Démantelée... misère !
(vitrail du réfectoire, détail)
Nonobstant, l'abbaye de Royaumont, fondée en 1228 par Louis IX (1214-1270), avec la bénédiction de sa mère Blanche de Castille, présente à certains égards un aspect austère...
Normal, au-delà des injures de l'histoire, elle devait répondre aux règles de l'ordre cistercien.
Le cloître, son jardin à la française restauré en 2010,
avec vue sur la sacristie et la salle capitulaire.
L'abbaye royale fut donc destinée aux moines cisterciens, adeptes d'un ordre traditionnel qui renouerait avec la règle de saint Benoît de Nursie, dont les bénédictins s'étaient un peu trop éloignés, et que soutenait avec âpreté saint Bernard de Fontaine, abbé de Clairvaux (1090-1153).
Benoît (ca 480-547) prônait le recueillement et le dénuement, la journée monacale devant harmonieusement se répartir entre la prière (sept offices tout de même), l'étude (la lecture divine) et le travail (aménager, bâtir, cultiver).

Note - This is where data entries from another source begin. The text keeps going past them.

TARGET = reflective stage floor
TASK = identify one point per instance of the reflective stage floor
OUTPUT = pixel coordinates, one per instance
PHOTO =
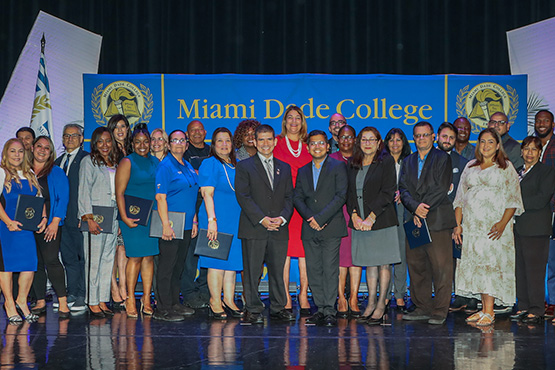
(198, 342)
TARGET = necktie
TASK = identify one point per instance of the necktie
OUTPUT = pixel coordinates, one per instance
(270, 172)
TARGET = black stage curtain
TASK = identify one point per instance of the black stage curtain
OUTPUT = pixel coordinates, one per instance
(280, 36)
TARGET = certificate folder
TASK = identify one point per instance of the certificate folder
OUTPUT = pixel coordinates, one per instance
(28, 211)
(104, 217)
(177, 222)
(417, 236)
(138, 208)
(217, 248)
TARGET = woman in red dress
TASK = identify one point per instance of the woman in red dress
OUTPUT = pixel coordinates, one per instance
(292, 149)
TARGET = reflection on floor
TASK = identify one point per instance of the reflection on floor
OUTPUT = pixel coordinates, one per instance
(144, 343)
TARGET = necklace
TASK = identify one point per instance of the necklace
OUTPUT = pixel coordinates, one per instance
(227, 176)
(295, 153)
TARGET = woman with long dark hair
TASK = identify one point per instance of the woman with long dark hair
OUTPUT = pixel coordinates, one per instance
(97, 188)
(55, 191)
(397, 144)
(370, 200)
(220, 213)
(135, 177)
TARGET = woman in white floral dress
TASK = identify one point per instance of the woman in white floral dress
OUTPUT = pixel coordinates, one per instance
(487, 199)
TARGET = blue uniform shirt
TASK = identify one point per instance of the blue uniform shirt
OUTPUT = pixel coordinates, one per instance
(180, 184)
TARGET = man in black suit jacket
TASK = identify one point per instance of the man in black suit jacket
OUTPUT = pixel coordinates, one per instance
(320, 193)
(426, 177)
(71, 246)
(264, 190)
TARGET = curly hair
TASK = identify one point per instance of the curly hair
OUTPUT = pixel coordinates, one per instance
(241, 131)
(11, 172)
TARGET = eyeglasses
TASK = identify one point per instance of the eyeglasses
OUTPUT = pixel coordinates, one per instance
(371, 140)
(497, 123)
(319, 143)
(71, 136)
(424, 136)
(338, 123)
(178, 141)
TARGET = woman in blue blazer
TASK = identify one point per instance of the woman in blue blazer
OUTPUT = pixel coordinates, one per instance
(55, 191)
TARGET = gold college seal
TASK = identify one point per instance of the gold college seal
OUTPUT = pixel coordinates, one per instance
(483, 100)
(214, 244)
(122, 97)
(29, 213)
(134, 210)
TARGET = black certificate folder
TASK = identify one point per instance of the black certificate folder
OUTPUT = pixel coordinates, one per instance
(417, 236)
(218, 248)
(104, 217)
(138, 208)
(28, 211)
(177, 222)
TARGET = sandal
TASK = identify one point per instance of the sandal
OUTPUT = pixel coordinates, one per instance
(475, 317)
(486, 320)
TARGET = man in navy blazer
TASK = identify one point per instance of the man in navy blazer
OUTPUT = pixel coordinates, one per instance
(264, 190)
(426, 178)
(71, 246)
(320, 193)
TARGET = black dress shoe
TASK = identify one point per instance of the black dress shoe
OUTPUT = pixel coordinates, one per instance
(316, 319)
(282, 315)
(252, 318)
(532, 320)
(330, 320)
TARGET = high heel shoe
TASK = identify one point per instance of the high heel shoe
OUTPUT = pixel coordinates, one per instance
(146, 311)
(234, 313)
(217, 315)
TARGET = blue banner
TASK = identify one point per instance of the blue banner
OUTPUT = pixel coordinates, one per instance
(382, 101)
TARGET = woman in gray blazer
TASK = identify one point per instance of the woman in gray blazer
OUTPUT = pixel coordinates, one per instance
(532, 231)
(97, 188)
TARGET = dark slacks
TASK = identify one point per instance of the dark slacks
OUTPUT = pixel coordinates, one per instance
(531, 259)
(47, 253)
(73, 257)
(322, 267)
(255, 253)
(171, 262)
(432, 263)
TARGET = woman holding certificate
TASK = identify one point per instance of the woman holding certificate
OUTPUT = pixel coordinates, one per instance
(176, 191)
(18, 251)
(135, 177)
(220, 213)
(55, 191)
(97, 188)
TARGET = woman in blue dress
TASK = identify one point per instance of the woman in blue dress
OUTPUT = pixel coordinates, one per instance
(135, 177)
(220, 212)
(18, 251)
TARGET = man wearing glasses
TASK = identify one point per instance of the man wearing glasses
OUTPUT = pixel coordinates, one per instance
(501, 124)
(71, 246)
(426, 177)
(319, 196)
(336, 122)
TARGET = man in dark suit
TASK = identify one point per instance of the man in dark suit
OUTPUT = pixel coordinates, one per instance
(71, 246)
(543, 126)
(320, 193)
(426, 177)
(264, 190)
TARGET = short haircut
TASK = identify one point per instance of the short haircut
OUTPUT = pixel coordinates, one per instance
(448, 125)
(545, 111)
(73, 125)
(534, 140)
(423, 124)
(316, 133)
(26, 129)
(263, 129)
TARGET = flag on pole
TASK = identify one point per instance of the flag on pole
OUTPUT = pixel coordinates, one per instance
(41, 120)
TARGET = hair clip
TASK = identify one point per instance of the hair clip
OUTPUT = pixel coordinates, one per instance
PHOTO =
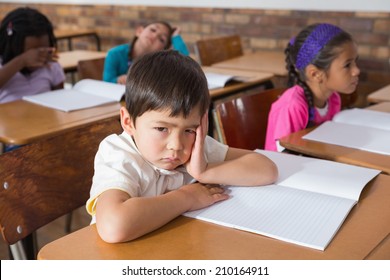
(9, 29)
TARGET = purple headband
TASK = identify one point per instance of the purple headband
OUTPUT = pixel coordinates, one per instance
(317, 39)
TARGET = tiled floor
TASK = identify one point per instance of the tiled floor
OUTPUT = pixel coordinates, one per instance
(53, 231)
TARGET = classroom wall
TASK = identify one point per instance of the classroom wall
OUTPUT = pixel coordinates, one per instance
(258, 28)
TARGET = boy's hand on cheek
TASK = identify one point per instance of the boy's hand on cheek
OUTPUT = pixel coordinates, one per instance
(197, 163)
(201, 196)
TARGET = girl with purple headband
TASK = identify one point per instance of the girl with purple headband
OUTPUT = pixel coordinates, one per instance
(321, 61)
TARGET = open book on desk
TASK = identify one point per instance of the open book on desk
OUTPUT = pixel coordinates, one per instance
(356, 128)
(217, 80)
(86, 93)
(306, 206)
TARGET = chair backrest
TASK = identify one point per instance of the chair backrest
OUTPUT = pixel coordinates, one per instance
(213, 50)
(91, 69)
(242, 121)
(44, 180)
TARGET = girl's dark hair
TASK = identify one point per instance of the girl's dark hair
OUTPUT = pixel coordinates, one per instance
(166, 80)
(169, 42)
(322, 59)
(19, 24)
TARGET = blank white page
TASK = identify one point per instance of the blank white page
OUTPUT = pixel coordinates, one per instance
(322, 176)
(353, 136)
(364, 117)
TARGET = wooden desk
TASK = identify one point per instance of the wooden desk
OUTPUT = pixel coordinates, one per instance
(381, 95)
(260, 61)
(294, 142)
(362, 235)
(22, 122)
(255, 79)
(69, 34)
(69, 60)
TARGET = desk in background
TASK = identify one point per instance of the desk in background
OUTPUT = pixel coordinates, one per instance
(381, 95)
(22, 122)
(259, 61)
(69, 60)
(69, 34)
(295, 143)
(363, 235)
(255, 79)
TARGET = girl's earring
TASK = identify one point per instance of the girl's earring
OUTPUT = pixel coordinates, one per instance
(9, 29)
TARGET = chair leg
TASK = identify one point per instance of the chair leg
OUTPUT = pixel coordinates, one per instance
(17, 251)
(68, 222)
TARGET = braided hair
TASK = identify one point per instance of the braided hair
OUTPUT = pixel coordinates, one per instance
(317, 44)
(19, 24)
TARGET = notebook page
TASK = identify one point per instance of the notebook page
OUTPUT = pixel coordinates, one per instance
(101, 88)
(322, 176)
(368, 139)
(364, 117)
(292, 215)
(67, 100)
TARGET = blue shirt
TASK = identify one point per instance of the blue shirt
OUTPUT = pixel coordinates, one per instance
(117, 59)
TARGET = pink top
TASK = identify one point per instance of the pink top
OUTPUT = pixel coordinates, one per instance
(290, 113)
(41, 80)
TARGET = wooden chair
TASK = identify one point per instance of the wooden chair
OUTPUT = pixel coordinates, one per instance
(213, 50)
(91, 69)
(242, 122)
(47, 179)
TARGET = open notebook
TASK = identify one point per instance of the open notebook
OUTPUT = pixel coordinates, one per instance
(84, 94)
(306, 206)
(356, 128)
(217, 80)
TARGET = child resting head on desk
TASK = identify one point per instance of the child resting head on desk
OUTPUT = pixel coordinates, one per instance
(164, 164)
(321, 61)
(155, 36)
(27, 55)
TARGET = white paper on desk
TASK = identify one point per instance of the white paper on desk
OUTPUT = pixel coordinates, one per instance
(363, 117)
(84, 94)
(353, 136)
(294, 209)
(216, 80)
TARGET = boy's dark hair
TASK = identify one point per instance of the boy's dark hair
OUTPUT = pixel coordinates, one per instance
(321, 59)
(169, 41)
(166, 80)
(19, 24)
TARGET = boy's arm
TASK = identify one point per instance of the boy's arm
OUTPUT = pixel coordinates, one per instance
(241, 167)
(120, 218)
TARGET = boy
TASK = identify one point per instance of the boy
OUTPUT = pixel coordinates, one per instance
(146, 176)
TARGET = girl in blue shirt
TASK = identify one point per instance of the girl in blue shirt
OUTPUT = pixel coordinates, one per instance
(153, 37)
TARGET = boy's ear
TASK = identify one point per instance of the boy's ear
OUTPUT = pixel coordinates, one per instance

Sur ce dogme, Robert de Molesme (ca 1029-1111) fonda l'ordre cistercien. Cîteaux, mère de Royaumont.
Le cloître et le cellier (à gauche).
De l'église, il ne subsiste que le mur attenant au cloître.
Mais la règle se relâche, certainement ce que l'on appelle avoir du mou dans le cordelier.
Saint Bernard resserre les noeuds, développe l'ordre cistercien dans un strict retour à la règle, fonde Clairveaux, prêche pour une deuxième croisade... tendre férule.
Et Louis IX ira régulièrement faire retraite à Royaumont. Comme un moine prie et reçoit la Discipline.
La légende de Saint Louis était née et allait perdurer pour l'édification des masses.
Le cloître, sa galerie avec ses aériennes colonnettes en délit et chapiteaux à crochets.
Royaumont est donc ordre, rigueur, pureté face au faste de Cluny.
Une abbaye d'hommes, dans la même ligne que celle de Chaalis (voir "Le domaine royal de Chaalis" sur A&L ) toute proche, fondée par Louis VI le Gros (1081-1137), et le pendant de celle de Maubuisson, réservée aux femmes.
Elle fut aussi la dernière demeure des princes, les rois ayant leur nécropole à l'abbaye de Saint-Denis. Curieusement, les sépultures princières furent transférées à Saint-Denis pendant la Révolution.
Une architecture austère et majestueuse ? alors qu'un strict plan l'aurait voulu simple, pure et légère, toute baignée de lumière ? La contradiction est dans le coeur des hommes, mais le roi est Dieu sur terre.
Une abbaye richement dotée donc, sous l'apparente simplicité de l'appareil.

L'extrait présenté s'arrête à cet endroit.